Firewalls gegen Interessenskonflikte
Zwar kann auch ein Investor ein Papier bewerten lassen - im Normalfall zahlen Unternehmen oder Regierungen aber selbst für ihre Bewertung. Mit diesen sogenannten Emittenten schließt die Agentur einen unbefristeten Vertrag. Der Emittent zahlt jährlich eine Pauschale, dafür steht er unter Beobachtung. Die Analysten können dadurch seine Bonität überprüfen, wann immer sie es für nötig halten.
Zynisch könnte man sagen: Griechenland hat in diesem Jahr mehr als 40.000 Euro bezahlt, um sich auf den Ramschstatus CC herunterstufen zu lassen. Das entkräftet ein bisschen den häufigen Vorwurf, die Agenturen könnten mit dem einem Interessenkonflikt nicht umgehen - dass nämlich der Emittent, dessen Anleihen bewertet werden, sich ein positives Urteil erkaufen könne. Griechenlands Vertrag mit S&P läuft nach Angaben der Agentur seit 2004. Trotz sieben Abwertungen in Folge habe die Regierung ihn nicht gekündigt.
Interessenkonflikte vermeidet S&P laut eigenen Angaben durch "Firewalls", also interne Regeln.

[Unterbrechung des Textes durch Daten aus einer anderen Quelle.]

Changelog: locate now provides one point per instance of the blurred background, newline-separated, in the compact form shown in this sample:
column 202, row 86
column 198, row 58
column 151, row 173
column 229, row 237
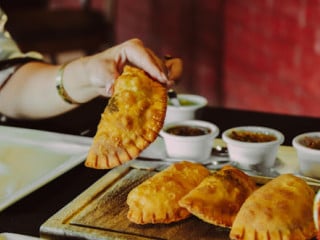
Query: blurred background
column 259, row 55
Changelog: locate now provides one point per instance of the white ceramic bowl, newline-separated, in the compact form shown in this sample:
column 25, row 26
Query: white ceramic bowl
column 308, row 158
column 316, row 211
column 185, row 112
column 195, row 148
column 253, row 155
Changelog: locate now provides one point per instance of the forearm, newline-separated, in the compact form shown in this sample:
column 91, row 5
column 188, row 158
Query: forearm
column 31, row 91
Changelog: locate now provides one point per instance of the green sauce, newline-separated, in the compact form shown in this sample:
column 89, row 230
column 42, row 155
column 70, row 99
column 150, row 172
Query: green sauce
column 184, row 102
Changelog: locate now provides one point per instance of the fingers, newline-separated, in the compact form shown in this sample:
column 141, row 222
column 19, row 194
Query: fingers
column 135, row 53
column 175, row 68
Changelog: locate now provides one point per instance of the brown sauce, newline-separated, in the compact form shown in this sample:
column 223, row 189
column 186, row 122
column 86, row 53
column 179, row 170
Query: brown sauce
column 311, row 142
column 249, row 136
column 188, row 130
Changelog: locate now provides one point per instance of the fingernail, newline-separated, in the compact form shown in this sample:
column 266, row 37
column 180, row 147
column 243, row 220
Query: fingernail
column 163, row 77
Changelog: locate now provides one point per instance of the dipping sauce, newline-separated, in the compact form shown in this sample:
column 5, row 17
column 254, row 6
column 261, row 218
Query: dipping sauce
column 185, row 102
column 188, row 130
column 311, row 142
column 248, row 136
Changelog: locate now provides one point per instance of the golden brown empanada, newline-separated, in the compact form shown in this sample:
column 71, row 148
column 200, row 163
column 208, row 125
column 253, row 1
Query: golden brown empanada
column 281, row 209
column 218, row 198
column 156, row 199
column 131, row 120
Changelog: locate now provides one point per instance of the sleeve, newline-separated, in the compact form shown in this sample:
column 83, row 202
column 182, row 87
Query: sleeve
column 11, row 56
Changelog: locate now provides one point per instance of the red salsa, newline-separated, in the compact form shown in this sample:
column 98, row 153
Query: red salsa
column 188, row 130
column 250, row 136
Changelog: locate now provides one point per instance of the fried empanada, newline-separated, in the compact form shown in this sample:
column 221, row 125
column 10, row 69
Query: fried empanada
column 131, row 120
column 218, row 198
column 156, row 199
column 281, row 209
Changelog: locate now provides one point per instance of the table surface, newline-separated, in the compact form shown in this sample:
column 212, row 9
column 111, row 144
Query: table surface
column 27, row 215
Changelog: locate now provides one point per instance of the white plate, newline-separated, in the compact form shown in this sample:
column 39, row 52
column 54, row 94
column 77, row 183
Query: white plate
column 31, row 158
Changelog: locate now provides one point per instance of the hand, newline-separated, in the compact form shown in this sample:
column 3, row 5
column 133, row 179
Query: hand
column 103, row 68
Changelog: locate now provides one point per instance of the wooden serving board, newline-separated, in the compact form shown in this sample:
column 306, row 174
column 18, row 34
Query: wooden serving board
column 100, row 212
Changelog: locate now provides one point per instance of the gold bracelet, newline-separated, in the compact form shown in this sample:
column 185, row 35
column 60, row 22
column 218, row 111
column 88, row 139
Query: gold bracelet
column 61, row 90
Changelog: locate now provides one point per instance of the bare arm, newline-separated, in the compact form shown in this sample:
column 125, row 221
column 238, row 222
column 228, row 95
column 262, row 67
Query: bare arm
column 31, row 91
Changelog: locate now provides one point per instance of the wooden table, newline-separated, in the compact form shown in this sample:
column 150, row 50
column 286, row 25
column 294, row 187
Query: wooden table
column 27, row 215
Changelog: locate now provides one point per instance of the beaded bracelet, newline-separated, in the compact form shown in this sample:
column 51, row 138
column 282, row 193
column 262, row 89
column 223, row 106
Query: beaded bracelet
column 61, row 90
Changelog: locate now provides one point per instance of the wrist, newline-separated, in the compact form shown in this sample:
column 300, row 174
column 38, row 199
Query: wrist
column 77, row 88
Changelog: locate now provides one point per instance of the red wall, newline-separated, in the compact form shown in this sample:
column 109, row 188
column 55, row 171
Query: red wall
column 250, row 54
column 272, row 56
column 253, row 54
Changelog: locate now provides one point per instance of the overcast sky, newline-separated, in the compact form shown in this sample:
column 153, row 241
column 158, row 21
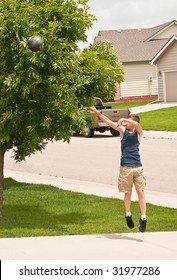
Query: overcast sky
column 125, row 14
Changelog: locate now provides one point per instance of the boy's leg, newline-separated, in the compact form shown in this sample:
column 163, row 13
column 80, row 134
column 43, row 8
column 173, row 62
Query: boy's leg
column 140, row 183
column 142, row 201
column 127, row 205
column 125, row 183
column 142, row 204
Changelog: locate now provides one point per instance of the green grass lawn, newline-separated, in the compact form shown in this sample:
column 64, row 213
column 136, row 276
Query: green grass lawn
column 42, row 210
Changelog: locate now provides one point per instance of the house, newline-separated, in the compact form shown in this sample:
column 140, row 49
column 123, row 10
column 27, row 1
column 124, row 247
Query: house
column 149, row 59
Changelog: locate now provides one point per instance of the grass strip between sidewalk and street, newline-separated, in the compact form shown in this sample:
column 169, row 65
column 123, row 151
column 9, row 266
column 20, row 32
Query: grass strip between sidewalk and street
column 43, row 210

Analysten, die Daten von Emittenten bewerten, dürften zum Beispiel nicht mit jenen Kollegen über ihre Arbeit reden, die mit dem Emittenten über die Gebühren verhandeln. "Trennung von Analyse und Geschäft" heißt das. Verschiedene Zugangsberechtigungen sollen verhindern, dass Mitarbeiter in Räume gelangen, in denen sie Dinge sehen könnten, die nicht für sie bestimmt sind.